In the original zoomcamp video, the NYC dataset file is downloaded as a csv file. Currently, the dataset is only available in parquet format. Therefore, we first convert it from parquet to csv (look at Kyle A and taro.wp's comments in the [zoomcamp video](https://www.youtube.com/watch?v=2JM-ziJt0WI&list=PL3MmuxUbc_hJed7dXYoJw8DoCuVHhGEQb)).

In [1]:
import pandas as pd
parquet_file = './yellow_tripdata_2021-01.parquet'
df = pd.read_parquet(parquet_file, engine = 'pyarrow')
df.to_csv(parquet_file.replace('parquet', 'csv.gz'), index=False, compression='gzip')
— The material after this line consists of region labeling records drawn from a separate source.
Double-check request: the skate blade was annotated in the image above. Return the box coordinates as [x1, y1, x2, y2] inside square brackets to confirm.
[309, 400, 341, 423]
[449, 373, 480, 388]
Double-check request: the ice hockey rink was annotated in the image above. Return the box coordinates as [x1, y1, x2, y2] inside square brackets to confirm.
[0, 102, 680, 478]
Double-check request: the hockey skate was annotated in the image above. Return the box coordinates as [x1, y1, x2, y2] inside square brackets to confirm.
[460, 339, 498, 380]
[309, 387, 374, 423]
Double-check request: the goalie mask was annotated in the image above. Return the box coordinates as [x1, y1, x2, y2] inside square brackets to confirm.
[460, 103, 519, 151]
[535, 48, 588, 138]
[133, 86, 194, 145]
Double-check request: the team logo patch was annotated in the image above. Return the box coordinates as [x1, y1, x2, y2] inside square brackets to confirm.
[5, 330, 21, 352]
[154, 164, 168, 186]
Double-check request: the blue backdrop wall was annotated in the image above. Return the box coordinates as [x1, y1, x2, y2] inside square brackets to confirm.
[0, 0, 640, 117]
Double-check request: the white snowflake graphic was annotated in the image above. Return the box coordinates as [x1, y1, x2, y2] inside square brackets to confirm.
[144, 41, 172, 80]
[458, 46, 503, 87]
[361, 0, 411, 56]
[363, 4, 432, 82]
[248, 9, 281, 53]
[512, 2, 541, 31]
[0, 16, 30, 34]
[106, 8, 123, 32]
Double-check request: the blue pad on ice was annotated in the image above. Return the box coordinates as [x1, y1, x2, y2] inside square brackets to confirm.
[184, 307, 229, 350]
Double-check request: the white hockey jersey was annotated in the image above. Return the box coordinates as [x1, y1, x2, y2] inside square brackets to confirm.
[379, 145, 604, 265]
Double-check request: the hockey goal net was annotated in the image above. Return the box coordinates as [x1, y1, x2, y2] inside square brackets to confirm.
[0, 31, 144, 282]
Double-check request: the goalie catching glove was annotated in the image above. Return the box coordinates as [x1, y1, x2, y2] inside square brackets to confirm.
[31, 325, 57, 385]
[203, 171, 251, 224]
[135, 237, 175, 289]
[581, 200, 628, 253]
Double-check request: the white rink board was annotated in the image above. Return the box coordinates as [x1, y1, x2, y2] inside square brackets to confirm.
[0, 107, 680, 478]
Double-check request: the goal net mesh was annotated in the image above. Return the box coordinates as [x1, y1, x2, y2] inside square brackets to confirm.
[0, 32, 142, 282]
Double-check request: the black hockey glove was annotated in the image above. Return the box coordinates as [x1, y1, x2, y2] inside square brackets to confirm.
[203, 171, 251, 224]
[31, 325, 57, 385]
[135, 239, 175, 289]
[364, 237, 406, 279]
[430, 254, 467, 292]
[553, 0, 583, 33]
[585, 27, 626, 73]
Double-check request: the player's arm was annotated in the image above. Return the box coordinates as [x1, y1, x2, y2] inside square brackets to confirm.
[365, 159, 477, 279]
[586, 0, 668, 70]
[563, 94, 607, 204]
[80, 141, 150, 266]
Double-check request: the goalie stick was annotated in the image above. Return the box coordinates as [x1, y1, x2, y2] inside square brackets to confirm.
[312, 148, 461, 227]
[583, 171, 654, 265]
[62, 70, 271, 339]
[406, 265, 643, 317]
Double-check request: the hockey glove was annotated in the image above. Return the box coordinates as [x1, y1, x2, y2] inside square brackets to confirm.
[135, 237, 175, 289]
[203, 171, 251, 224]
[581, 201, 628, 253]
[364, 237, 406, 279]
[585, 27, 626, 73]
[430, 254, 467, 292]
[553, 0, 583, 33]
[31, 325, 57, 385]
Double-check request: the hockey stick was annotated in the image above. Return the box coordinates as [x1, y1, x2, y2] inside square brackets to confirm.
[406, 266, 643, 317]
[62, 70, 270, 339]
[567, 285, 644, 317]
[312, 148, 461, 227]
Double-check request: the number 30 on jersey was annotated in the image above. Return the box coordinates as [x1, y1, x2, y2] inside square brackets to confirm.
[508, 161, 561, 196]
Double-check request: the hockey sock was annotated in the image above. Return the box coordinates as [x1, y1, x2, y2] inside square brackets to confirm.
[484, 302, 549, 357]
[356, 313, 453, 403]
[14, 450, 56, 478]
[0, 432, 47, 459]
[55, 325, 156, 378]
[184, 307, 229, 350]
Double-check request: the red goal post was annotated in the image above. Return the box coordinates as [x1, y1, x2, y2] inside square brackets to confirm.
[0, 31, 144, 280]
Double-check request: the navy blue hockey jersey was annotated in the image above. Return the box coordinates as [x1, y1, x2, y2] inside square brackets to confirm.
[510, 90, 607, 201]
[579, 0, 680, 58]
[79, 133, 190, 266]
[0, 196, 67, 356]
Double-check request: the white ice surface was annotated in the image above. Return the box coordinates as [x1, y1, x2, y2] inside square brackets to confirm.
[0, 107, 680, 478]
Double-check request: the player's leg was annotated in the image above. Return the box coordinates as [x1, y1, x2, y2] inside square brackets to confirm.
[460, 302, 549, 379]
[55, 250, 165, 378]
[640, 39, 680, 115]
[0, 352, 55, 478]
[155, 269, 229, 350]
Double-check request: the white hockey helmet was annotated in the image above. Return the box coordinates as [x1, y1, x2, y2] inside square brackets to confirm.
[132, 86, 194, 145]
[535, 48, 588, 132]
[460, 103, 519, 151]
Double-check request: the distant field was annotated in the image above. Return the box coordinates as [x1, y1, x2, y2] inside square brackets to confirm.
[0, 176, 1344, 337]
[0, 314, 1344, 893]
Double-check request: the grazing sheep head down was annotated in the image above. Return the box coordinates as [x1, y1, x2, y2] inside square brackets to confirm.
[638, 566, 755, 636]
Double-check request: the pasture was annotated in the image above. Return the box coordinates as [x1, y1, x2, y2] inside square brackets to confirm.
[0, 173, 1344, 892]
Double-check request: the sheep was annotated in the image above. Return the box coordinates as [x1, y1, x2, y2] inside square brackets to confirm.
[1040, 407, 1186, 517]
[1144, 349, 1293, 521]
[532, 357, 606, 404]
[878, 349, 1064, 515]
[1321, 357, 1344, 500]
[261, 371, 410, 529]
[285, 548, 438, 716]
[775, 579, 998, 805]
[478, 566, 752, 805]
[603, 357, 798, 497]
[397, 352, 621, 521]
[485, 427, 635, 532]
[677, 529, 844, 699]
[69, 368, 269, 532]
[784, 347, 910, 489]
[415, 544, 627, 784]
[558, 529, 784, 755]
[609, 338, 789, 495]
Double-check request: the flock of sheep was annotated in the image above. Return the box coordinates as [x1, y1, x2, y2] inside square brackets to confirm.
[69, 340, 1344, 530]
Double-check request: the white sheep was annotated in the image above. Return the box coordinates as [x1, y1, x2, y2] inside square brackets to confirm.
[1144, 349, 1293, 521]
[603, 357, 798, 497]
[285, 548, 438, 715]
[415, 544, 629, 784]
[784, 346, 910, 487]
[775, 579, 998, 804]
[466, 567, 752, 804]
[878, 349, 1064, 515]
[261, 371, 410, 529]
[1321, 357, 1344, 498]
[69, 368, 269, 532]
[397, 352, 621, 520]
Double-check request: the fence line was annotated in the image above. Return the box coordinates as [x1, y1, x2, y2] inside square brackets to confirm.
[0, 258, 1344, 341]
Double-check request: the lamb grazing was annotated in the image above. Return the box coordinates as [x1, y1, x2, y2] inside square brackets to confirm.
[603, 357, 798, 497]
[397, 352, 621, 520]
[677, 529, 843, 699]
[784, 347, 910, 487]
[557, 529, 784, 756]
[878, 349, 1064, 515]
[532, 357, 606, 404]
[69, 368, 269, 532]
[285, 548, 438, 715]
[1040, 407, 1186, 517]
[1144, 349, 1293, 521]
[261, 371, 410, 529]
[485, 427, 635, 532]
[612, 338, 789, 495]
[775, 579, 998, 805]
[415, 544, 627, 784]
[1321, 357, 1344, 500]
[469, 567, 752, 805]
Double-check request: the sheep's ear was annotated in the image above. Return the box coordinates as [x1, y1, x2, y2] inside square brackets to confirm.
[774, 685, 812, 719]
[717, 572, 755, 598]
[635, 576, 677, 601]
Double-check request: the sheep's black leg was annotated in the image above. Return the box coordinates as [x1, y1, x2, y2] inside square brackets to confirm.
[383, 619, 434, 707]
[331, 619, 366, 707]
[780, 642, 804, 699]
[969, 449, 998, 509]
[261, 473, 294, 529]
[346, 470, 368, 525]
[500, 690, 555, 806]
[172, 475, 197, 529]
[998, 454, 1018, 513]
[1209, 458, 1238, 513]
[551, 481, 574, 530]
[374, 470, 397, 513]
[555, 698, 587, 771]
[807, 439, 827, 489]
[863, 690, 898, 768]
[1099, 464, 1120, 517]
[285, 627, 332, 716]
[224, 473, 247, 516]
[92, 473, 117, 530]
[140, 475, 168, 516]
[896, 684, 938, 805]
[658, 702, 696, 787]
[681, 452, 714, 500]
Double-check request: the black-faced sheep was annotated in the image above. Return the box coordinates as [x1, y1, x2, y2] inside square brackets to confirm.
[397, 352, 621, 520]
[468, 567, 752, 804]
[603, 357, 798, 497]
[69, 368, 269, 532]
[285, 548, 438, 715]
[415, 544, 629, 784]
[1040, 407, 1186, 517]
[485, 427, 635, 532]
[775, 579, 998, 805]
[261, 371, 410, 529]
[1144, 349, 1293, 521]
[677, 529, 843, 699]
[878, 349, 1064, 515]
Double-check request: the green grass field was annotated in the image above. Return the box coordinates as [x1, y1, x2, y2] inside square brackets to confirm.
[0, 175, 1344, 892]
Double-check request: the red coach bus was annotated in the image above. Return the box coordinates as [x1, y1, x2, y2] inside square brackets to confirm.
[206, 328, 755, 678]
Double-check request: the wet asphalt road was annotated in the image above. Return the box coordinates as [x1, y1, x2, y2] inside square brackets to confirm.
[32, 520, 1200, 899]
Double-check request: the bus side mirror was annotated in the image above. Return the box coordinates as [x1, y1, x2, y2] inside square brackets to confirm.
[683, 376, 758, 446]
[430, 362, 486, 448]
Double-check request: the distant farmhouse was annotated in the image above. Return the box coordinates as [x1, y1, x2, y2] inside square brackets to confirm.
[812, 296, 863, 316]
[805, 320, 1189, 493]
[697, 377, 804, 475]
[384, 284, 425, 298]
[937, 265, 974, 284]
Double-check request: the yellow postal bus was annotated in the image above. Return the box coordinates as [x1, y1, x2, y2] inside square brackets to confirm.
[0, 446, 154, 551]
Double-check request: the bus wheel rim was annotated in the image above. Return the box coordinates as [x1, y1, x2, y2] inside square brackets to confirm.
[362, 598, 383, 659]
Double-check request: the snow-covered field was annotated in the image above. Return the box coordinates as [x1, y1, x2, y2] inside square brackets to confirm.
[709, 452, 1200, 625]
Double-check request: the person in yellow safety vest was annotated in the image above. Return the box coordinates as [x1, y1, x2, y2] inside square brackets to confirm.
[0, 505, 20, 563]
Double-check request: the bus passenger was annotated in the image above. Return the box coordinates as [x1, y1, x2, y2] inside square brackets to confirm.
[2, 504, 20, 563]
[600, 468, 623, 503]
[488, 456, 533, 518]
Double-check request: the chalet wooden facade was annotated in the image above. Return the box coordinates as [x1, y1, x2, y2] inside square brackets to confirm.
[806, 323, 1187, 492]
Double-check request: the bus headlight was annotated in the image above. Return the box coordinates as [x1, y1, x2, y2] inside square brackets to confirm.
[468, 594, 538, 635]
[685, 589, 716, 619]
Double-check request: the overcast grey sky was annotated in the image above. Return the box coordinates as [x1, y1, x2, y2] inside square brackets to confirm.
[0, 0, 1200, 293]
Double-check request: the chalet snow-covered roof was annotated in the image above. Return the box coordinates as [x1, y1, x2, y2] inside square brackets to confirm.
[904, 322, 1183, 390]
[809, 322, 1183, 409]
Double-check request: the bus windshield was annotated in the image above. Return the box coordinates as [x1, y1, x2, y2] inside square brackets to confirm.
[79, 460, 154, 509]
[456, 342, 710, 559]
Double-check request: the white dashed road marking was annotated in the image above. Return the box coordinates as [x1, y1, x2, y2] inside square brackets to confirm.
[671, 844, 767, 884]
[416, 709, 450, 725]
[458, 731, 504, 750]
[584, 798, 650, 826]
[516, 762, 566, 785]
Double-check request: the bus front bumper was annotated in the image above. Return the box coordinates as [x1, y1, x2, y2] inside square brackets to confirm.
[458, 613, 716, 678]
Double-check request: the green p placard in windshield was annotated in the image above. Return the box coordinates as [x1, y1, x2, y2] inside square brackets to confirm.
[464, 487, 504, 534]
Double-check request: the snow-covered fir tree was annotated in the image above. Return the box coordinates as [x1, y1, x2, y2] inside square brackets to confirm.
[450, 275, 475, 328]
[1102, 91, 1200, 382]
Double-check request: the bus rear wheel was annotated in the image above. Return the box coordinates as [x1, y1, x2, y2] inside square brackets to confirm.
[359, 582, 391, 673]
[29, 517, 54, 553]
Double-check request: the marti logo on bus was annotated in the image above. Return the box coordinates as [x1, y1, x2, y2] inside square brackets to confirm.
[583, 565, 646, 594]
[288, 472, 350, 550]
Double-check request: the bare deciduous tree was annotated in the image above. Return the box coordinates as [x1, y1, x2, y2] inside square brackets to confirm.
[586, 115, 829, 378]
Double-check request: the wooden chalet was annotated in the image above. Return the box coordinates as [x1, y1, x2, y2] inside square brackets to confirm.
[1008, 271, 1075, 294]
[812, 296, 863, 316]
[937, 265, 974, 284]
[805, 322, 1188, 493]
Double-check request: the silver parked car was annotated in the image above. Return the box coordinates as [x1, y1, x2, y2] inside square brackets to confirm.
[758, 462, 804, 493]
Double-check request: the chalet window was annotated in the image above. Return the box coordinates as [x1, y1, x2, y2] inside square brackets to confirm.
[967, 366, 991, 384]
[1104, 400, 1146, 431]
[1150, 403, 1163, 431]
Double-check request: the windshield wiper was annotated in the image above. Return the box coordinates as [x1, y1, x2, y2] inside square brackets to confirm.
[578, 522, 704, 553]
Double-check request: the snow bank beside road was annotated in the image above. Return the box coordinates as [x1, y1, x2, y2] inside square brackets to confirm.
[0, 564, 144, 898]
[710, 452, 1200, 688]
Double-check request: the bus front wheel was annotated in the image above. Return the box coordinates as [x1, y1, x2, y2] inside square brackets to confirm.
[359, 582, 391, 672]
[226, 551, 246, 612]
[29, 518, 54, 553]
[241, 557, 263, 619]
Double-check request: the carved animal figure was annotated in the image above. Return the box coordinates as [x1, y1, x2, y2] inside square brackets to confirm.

Below we generate the SQL to create the table in the database.

In [3]:
df = pd.read_csv('./yellow_tripdata_2021-01.csv.gz', nrows=100, compression='gzip')
print(pd.io.sql.get_schema(df, name='yellow_taxi_data'))

CREATE TABLE "yellow_taxi_data" (
"VendorID" INTEGER,
  "tpep_pickup_datetime" TEXT,
  "tpep_dropoff_datetime" TEXT,
  "passenger_count" REAL,
  "trip_distance" REAL,
  "RatecodeID" REAL,
  "store_and_fwd_flag" TEXT,
  "PULocationID" INTEGER,
  "DOLocationID" INTEGER,
  "payment_type" INTEGER,
  "fare_amount" REAL,
  "extra" REAL,
  "mta_tax" REAL,
  "tip_amount" REAL,
  "tolls_amount" REAL,
  "improvement_surcharge" REAL,
  "total_amount" REAL,
  "congestion_surcharge" REAL,
  "airport_fee" REAL
)


Next, we run a simple script to ingest the data to Postgres. Note that Postgres must be running, otherwise we will not be able to connect to the database.

In [4]:
from sqlalchemy import create_engine
from time import time
engine = create_engine('postgresql://root:root@localhost:5432/ny_taxi')
engine.connect()

df_iter = pd.read_csv('./yellow_tripdata_2021-01.csv.gz', iterator=True, chunksize=100000)
run = True
while run:
    try:
        t_start = time()
        df = next(df_iter)
        df['tpep_pickup_datetime'] = pd.to_datetime(df['tpep_pickup_datetime'])
        df['tpep_dropoff_datetime'] = pd.to_datetime(df['tpep_dropoff_datetime'])
        df.to_sql(name='yellow_taxi_data', con=engine, if_exists='append')
        t_end = time()
        print(f'inserted another chunk, took {t_end-t_start:.3f} seconds')
    except Exception:
        run = False

inserted another chunk, took 3.692 seconds
inserted another chunk, took 3.603 seconds
inserted another chunk, took 3.637 seconds
inserted another chunk, took 3.767 seconds
inserted another chunk, took 3.614 seconds
inserted another chunk, took 3.631 seconds
inserted another chunk, took 3.632 seconds
inserted another chunk, took 3.555 seconds
inserted another chunk, took 3.593 seconds
inserted another chunk, took 3.603 seconds
inserted another chunk, took 3.615 seconds
inserted another chunk, took 3.757 seconds


  df = next(df_iter)


inserted another chunk, took 3.989 seconds
inserted another chunk, took 2.360 seconds